I can agree with you that the bottom 50-9X% of the population is compensated less than the labor they provide. But that doesn't change the fact that a baker will never earn a loaf of bread for baking a loaf of bread.
It's a fruitful discussion here, and I agree the comic is reductive. Notwithstanding the incomplete representation of the circumstance, the point the comic is trying to make is that there is inequity/injustice in the distribution of costs and benefits produced even in the complete picture from beginning to end.
The debate eventually gets to difficult conflicts in ethical values around concepts of property/ownership, labor, individual/society, rights, and meaningful living.
What the comic aims to illustrate is a symptom of a system that maximizes the opportunities to live freely for a minority at the expense of a majority who see their opportunities to live freely minimized, suggesting that the symptom indicates the system is unjust.
I don't think the comic is that successful in doing so, there are many ways to poke holes in it. However, the degree of successful communication by the comic is a different thing from the argument it points to.

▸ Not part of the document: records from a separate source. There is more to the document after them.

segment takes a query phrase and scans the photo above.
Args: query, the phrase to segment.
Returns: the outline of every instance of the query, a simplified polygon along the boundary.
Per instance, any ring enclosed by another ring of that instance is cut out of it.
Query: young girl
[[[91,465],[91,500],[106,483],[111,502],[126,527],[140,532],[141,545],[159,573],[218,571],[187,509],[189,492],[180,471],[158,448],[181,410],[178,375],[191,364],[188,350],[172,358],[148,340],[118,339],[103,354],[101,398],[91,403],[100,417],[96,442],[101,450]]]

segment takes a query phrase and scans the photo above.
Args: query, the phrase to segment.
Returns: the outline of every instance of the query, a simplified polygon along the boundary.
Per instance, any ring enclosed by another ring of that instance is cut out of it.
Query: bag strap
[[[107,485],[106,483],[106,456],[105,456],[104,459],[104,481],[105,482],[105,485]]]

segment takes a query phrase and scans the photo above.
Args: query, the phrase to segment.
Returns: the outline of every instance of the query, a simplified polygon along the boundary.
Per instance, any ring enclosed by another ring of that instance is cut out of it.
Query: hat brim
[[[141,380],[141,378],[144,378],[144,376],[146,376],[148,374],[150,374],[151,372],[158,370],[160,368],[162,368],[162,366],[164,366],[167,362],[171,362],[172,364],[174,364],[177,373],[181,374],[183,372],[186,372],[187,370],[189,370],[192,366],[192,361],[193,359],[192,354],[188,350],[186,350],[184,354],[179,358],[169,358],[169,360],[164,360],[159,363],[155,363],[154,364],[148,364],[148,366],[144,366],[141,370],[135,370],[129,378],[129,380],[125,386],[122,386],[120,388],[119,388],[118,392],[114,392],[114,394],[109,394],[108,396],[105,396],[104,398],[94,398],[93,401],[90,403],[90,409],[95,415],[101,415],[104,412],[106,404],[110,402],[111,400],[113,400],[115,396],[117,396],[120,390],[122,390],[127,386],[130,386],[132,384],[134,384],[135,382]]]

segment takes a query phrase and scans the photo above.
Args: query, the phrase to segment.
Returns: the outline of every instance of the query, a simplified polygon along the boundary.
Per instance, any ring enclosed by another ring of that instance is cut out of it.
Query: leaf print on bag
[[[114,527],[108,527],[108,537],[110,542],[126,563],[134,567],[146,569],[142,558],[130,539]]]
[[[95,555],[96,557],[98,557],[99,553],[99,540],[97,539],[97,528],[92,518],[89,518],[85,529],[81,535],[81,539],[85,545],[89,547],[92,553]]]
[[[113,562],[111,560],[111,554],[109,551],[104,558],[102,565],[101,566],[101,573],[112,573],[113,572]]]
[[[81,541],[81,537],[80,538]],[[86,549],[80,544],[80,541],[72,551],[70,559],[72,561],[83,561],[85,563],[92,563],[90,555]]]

It is a simplification, but it gets the point across. Socialist posters should be truthful and self-evident, I agree. What would you say would be a similarly pithy statement to put in Felix's mouth here, that is accurate to the reality?
I provided two possible quotes. Ofc they need some working since I'm not good at that.
More possibilites:
in exchange for part of the final product.
If that final product is 'money' then I understand your logic and also why this comic exists. At the most minimalist interpretation that inherent rentierism is an example of an unnecessary extraction of the value of labor from those who produce it.
But again, this is about wages. You can't slide between 'wage earners' and 'owners' any more than you can define 'land' and 'landowners' interchangeably.
Look, you can focus on land all you want. But as I said, remove it from the equation and my point still stands. I only included land to make a more real example. It is not needed for an argument. You're just using it to avoid arguing against my initial position.
I am consistently referring to 'wages' which is a word you've now categorically refused to use so far. If I am to avoid anything it is further perversing a discussion on whether Felix the Cat is out of his element here.
I haven't refused to use it. I just didn't because there is no wage in this post. It's a transaction.
You bake me a loaf, I give you a slice.
Can convert it to a wage if you want.
Bake me 500 loafs per month, I'll give you a wage of 500 slices per month.
I've done it, I used the word wage. How does this change anything of the argument? It's still the same. You can't provide a wage of 500 loafs per month to someone that bakes 500 loafs per month.